There are two things we could do today that we won't do -- three if you include doing the dishes -- and they are to debate whether managers are important, i.e., impactful enough to be worth analyzing, and to debate who should win the coveted "The votes for these awards are always made by the wrong people for the wrong reasons" award for 2009.
If you find yourself venturing into either of these two conversations, then you have to do the dishes and make it a trifecta. Today we're going to look at the "how" -- if intelligent people voted intelligently (sorry, Rafael Palmeiro: NO GOLD GLOVE FOR YOU!), what would form the basis for assessing the Manager of the Year?
The dilemma, conundrum if you will (dilemma if you won't), starts with the fact that managing involves several distinct aspects, most of which are not subject to much concrete or tangible assessment. One is "leadership," another "getting the most out of the team you have," a third "tactical decisions." Managers also communicate with players and the media, convey expectations and enforce limits on and off the field, oversee a group of coaches who serve as important instructors and mentors, and occasionally help the team balance baseball with real life distractions such as sudden tragedy, ill-timed drug suspension, or Milton Bradley.
So in 2009, the Angels were projected to win around 86-88 games, endured a shocking tragedy 3 days into the season, had 1/2 their rotation on the DL for two months, and won 97 games.

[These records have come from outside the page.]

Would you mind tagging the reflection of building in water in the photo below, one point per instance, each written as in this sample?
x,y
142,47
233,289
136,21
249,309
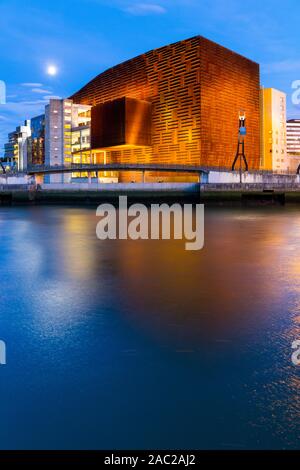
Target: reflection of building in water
x,y
78,256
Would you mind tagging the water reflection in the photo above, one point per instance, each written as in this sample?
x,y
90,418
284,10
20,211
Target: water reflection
x,y
145,332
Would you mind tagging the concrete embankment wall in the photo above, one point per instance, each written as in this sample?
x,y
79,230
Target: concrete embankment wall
x,y
233,177
221,187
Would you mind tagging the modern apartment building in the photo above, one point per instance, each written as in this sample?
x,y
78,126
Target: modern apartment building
x,y
273,130
15,153
293,143
36,142
67,130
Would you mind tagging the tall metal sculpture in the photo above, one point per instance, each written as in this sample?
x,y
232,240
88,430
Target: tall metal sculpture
x,y
240,153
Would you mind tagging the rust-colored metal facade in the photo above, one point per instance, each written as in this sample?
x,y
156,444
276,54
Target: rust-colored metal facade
x,y
121,122
196,88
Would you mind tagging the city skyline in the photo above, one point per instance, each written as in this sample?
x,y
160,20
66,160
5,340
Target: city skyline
x,y
41,38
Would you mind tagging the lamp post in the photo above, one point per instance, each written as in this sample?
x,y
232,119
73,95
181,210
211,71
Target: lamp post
x,y
240,154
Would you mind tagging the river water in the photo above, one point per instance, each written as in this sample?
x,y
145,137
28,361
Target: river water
x,y
141,344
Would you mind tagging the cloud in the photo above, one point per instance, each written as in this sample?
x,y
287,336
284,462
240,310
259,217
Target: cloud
x,y
32,85
41,91
143,9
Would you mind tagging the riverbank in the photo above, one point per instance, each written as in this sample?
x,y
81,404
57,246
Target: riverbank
x,y
256,194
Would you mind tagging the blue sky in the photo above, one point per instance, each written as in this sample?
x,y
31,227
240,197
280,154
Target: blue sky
x,y
84,37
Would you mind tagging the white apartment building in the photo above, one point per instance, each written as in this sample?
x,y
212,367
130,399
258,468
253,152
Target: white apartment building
x,y
16,148
293,143
67,130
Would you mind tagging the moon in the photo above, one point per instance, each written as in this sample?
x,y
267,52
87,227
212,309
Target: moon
x,y
52,70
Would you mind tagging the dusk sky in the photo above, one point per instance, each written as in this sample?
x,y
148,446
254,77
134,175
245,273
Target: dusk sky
x,y
84,37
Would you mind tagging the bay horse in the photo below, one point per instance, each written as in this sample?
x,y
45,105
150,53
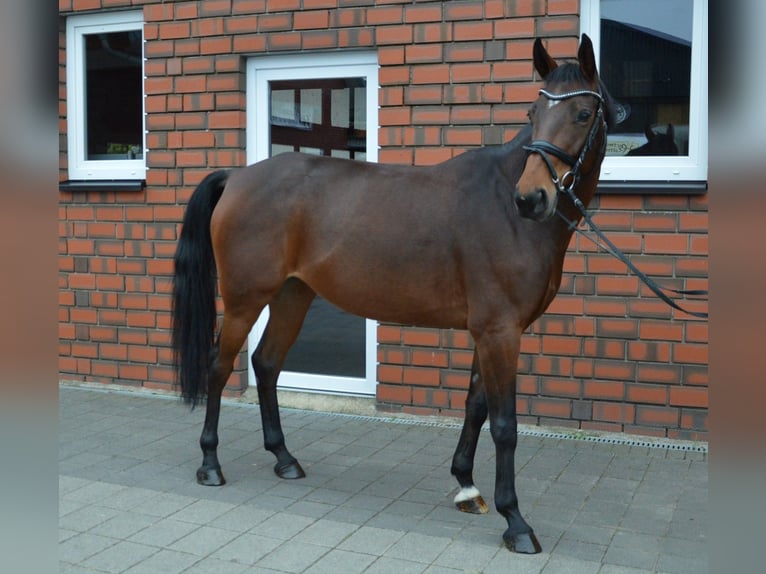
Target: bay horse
x,y
471,243
657,143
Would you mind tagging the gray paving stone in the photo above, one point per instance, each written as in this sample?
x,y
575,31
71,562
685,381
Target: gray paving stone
x,y
378,498
166,562
215,566
369,540
325,533
418,547
247,549
79,547
202,511
337,561
562,565
386,565
164,532
204,541
120,557
464,556
86,518
289,558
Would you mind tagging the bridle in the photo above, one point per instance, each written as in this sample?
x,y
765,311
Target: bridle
x,y
571,178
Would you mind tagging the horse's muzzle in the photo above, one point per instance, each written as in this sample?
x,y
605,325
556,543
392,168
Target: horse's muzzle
x,y
533,205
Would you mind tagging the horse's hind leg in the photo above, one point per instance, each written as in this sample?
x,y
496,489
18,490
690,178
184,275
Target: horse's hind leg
x,y
469,499
286,313
234,330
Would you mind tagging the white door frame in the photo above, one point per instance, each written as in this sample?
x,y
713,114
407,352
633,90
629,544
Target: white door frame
x,y
261,71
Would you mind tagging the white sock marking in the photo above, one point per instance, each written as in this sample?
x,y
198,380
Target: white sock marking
x,y
467,493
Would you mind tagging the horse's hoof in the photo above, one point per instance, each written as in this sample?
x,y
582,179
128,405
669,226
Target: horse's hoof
x,y
522,543
290,471
470,500
473,505
210,476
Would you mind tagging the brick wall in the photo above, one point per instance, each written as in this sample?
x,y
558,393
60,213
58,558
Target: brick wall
x,y
453,75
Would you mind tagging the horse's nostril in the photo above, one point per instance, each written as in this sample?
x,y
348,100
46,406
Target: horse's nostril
x,y
541,199
532,204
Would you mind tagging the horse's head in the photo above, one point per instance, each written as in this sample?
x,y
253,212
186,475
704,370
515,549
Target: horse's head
x,y
657,143
569,122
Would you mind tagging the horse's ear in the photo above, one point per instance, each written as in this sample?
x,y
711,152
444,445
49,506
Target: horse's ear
x,y
544,64
587,58
671,132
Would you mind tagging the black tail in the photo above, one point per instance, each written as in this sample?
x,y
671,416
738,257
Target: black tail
x,y
194,291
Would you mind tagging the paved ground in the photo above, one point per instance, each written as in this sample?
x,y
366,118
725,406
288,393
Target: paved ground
x,y
377,499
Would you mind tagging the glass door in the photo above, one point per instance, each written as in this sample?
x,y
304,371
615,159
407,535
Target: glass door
x,y
318,104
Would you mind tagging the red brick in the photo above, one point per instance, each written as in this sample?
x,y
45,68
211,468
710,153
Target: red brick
x,y
613,412
549,407
659,373
472,31
474,115
432,156
393,35
385,15
557,26
307,20
356,37
431,397
690,353
471,73
689,397
429,115
603,390
426,13
657,416
435,32
423,53
399,394
431,74
425,94
654,394
562,387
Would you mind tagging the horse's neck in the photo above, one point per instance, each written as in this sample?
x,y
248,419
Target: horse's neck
x,y
569,214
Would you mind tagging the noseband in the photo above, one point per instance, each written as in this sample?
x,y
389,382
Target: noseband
x,y
571,178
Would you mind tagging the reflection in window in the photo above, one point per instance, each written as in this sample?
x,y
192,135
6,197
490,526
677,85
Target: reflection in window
x,y
321,117
114,92
646,64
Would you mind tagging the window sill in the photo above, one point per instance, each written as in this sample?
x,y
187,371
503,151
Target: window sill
x,y
102,185
652,187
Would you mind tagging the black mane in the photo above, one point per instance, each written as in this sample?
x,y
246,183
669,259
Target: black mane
x,y
570,72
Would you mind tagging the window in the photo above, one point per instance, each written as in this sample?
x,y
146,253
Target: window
x,y
322,104
653,59
105,97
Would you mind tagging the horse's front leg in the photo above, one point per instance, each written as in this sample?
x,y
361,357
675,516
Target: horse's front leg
x,y
210,473
287,311
498,355
469,499
234,331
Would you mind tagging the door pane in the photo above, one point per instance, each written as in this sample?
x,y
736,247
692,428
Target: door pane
x,y
322,117
646,63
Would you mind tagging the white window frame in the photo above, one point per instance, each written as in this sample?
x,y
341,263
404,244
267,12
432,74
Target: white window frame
x,y
80,168
692,167
261,71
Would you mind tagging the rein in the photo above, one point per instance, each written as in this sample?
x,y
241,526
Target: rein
x,y
613,250
571,178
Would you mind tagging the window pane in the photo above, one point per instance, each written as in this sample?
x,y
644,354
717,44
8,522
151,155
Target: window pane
x,y
114,105
646,64
322,117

The Dodgers lost Manny Ramirez for 1/3 of a season but didn't miss a beat. Those two teams also had a heck of a lot more talent than the Giants or Rangers could muster as competition.
The Rockies went from terrible to terrific right as Clint Hurdle became Jim Tracy. Correlation is not causation, and yet the contrast is also stunning.

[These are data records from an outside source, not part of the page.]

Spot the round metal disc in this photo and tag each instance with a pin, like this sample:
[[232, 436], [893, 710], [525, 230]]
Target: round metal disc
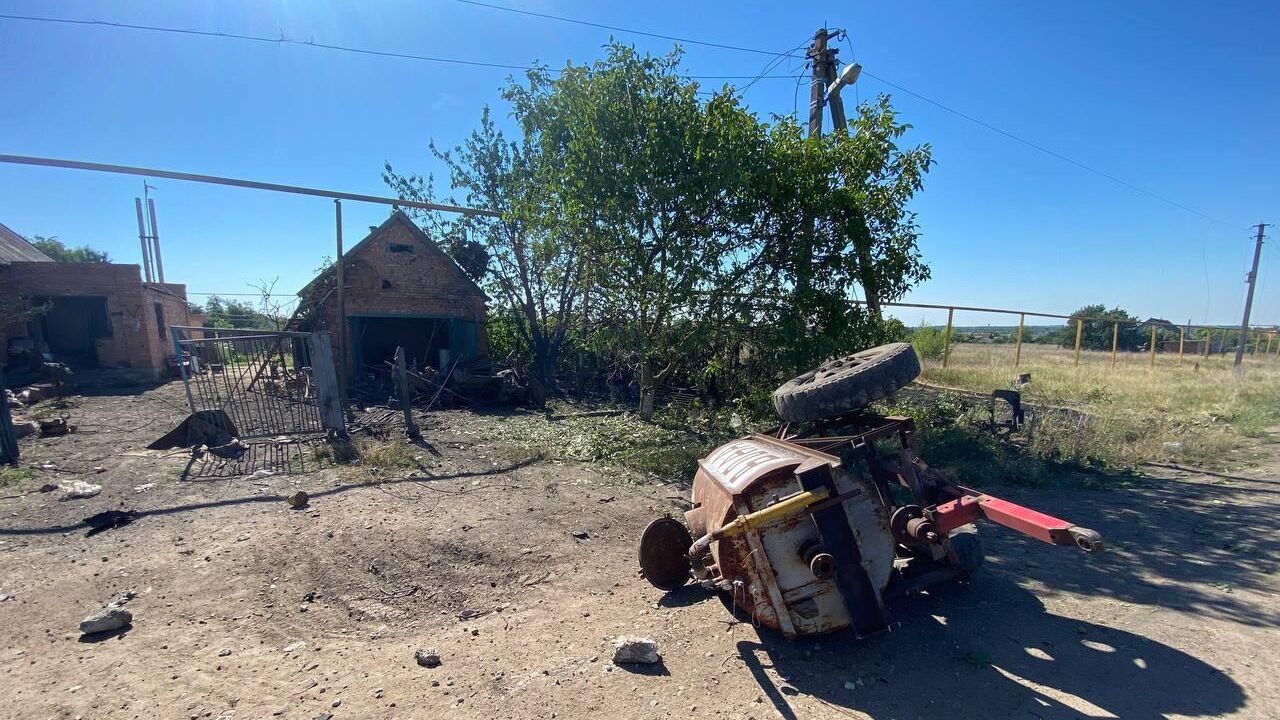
[[664, 554]]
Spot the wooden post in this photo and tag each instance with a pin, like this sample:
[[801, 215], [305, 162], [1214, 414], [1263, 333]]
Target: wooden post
[[327, 382], [1018, 349], [8, 436], [342, 315], [402, 386], [1079, 329], [946, 337]]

Ron Gardenhire's Twins seemed to overachieve, winning a weak but not putrid AL Central with a rotation anchored by Carl Pavano, Brian Duensing, Nick Blackburn, and occasionally something called a "Manship," while Francisco Liriano flopped, Glen Perkins and Kevin Slowey were sloweyed down by injury, and then Morneau went down for the stretch drive while even more troublingly, Nick Punto and Brendan Harris didn't.

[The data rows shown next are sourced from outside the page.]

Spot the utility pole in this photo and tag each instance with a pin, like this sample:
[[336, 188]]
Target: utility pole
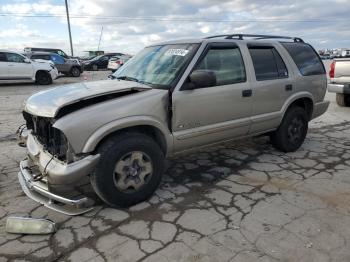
[[99, 41], [70, 34]]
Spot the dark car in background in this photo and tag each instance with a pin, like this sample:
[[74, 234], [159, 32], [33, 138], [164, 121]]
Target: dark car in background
[[42, 49], [117, 61], [65, 66], [99, 62]]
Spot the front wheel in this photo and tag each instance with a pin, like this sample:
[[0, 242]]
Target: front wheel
[[291, 134], [43, 78], [129, 170]]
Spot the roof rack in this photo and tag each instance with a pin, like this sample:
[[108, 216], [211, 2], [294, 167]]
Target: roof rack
[[256, 37]]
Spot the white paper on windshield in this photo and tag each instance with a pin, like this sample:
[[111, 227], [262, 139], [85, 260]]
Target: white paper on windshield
[[180, 52]]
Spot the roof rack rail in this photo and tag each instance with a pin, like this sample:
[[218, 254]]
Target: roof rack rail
[[256, 37]]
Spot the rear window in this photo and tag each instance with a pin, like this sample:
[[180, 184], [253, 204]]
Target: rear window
[[306, 59], [267, 62]]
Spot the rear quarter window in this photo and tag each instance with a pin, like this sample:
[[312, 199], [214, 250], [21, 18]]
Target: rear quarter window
[[306, 59]]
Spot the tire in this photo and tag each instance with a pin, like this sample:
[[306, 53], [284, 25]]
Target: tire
[[291, 133], [343, 99], [43, 78], [75, 72], [115, 177]]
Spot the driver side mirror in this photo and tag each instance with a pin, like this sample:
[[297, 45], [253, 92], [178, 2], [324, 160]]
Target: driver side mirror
[[200, 79]]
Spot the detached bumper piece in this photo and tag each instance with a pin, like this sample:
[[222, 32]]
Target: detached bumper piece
[[28, 225], [39, 191]]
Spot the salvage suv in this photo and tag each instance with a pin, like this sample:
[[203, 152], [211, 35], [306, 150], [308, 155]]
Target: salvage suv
[[169, 98]]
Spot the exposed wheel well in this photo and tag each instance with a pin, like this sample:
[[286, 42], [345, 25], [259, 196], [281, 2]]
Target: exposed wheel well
[[151, 131], [306, 104]]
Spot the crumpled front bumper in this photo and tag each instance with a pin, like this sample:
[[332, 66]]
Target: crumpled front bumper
[[41, 174], [39, 191]]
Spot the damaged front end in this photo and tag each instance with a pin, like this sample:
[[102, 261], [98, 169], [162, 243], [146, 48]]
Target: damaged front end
[[50, 167]]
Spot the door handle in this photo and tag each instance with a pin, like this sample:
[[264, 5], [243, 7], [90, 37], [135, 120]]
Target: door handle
[[247, 93], [289, 87]]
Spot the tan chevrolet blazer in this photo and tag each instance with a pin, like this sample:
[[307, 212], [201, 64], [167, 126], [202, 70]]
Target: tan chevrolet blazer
[[169, 98]]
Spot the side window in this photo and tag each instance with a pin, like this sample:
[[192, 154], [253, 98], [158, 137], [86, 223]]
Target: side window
[[44, 57], [226, 63], [306, 59], [3, 57], [267, 62], [57, 60], [14, 58]]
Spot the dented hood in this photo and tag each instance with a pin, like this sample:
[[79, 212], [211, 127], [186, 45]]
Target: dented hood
[[47, 103]]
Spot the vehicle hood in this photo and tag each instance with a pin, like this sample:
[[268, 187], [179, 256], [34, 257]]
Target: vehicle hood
[[47, 103]]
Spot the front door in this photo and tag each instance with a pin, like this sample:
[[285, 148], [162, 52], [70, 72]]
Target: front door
[[271, 87], [218, 112]]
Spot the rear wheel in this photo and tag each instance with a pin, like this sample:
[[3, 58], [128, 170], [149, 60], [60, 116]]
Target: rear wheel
[[75, 71], [43, 78], [291, 134], [129, 169], [343, 99]]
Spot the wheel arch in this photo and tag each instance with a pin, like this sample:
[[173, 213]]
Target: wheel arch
[[303, 100], [153, 129]]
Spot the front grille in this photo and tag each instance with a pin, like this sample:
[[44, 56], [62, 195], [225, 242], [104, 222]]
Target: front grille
[[52, 139]]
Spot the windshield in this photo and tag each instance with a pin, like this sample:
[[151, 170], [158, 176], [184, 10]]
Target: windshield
[[157, 66]]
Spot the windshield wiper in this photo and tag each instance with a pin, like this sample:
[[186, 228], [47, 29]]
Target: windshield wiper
[[128, 78]]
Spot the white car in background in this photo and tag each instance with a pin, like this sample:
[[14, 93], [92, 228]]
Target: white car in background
[[117, 61], [14, 66]]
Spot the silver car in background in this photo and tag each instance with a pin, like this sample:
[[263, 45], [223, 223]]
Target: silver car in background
[[117, 61]]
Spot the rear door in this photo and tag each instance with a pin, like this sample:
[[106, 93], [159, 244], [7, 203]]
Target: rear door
[[214, 113], [4, 69], [17, 66], [271, 84]]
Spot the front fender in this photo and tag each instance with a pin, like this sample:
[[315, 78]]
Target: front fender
[[127, 122]]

So how would you take all the teams, with all their given talent and lack thereof and all the unexpected bumps along the way, look at 30 managers and all that goes into being the captain of a ship with a supporting cast roughly as diverse as the crew on The Love Boat, and pick out your Managers of the Year? A job where what you get out of a team is often mistaken for what you put into it?